The SpongeAPI and implementations (SpongeForge/SpongeVanilla) follow two different policies. Understanding our versions is a matter of interpreting the SemVer version string. The SpongeAPI version utilizes the Major and Minor parts in the SemVer version string while the implementations use the Major, Minor, and Patch parts.

API

Plugin developers create plugins for a particular SpongeAPI version, such as 7.0, 7.3, or 7.9, so the plugin works with the features provided in that specific version. Versions are incremented to reflect added, removed, or changed features. How the version number changes convey how plugins might be affected.

Major

A change in the Major number (X.Y.Z) indicates that changes broke some APIs that were guaranteed to work in the previous version. Plugins might break with this kind of version change. For example, a plugin for version 6.9 might not run with version 7.0.

Minor

A change in the Minor number (X. Y.Z) indicates that changes added some APIs, but plugins for previous minor versions in the same major version are still guaranteed to work. For example, a plugin for version 7.3 will run with version 7.4 or 7.5. However, the opposite is not necessarily the same. A plugin for version 7.4 is not guaranteed to run with version 7.3.

Note

The Minor number is always reset to zero when the Major number changes.

Examples of SpongeAPI version strings are spongeapi-7.1.0 and spongeapi-7.2.0.

Implementations

The version string for the Sponge implementations includes the target Minecraft version as well as the SpongeAPI version. The SpongeForge implementation also specifies the Forge recommended version with which it is guaranteed to be compatible.

Patch

A change in the patch number (X.Y. Z) occurs with implementation builds. These builds contain bug fixes, performance improvements, configuration changes, and other changes not related to the API. When a patch number is only a number, this build is a recommended version. Any plugin developed for the SpongeAPI version in the string, or is compatible with that version, is guaranteed to work.

Note

The Patch number is always reset to zero when the Minor number changes.

Examples of implementation version strings are spongevanilla-1.12.2-7.1.5 and spongeforge-1.12.2-2768-7.1.5.

Warning

Plugin developers may choose to develop their plugin for a particular implementation. The plugin’s Ore page should note such decision with a tag by the version. Sponge makes no guarantee of a plugin’s compatibility when marked as such.

SNAPSHOT

A release which has the -SNAPSHOT label represents the next API version in development. For example, 7.2.0-SNAPSHOT means 7.2.0 is in development. Another example is 8.0.0-SNAPSHOT, which means the next major release (8.0.0) is in development. New features added in snapshots may break at any time.

Note

If the minor version is zero (e.g., 8.0-SNAPSHOT), anything may break before it is released and plugins cannot expect stability. If the Minor version is greater than zero (e.g., 7.2-SNAPSHOT), anything up to the previous minor version is still guaranteed to work (in this case, 7.1). However, anything added since it may break and instability is likely.
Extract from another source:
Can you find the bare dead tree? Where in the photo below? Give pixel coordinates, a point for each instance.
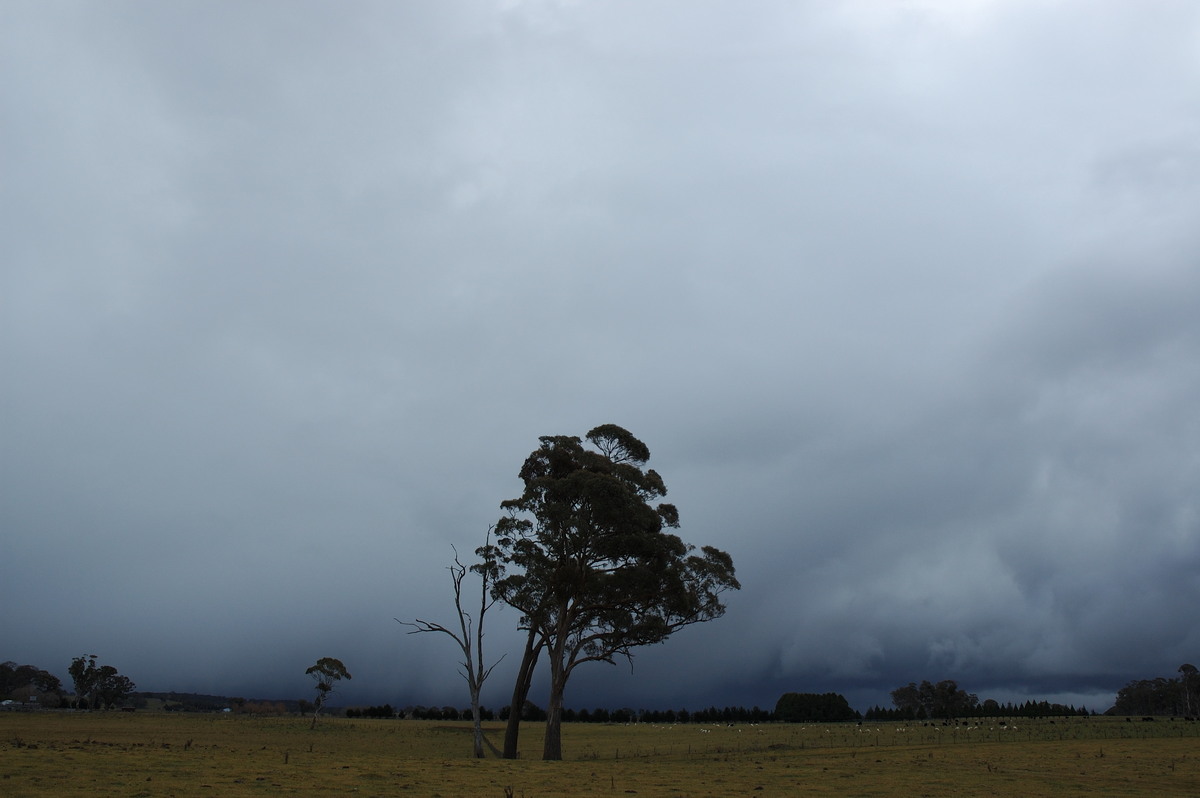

When the minor and patch numbers are zero, and the -SNAPSHOT label is attached, versions are bleeding builds for testing the next version of SpongeAPI only and may break at any time.

The -SNAPSHOT label on a SpongeCommon file means the implementation is nearly complete but is still not a stable release. More importantly, Gradle determines whether or not to append the -RC{build number} to the version string by the presence of the label.

Release Candidate

Any push made to GitHub which is not a Recommended Build is a Release Candidate. It may become a recommended build after further testing. There is also the possibility that a release candidate might not work correctly.

Tip

SNAPSHOT appears in SpongeAPI and SpongeCommon version strings while RC appears in implementation version strings.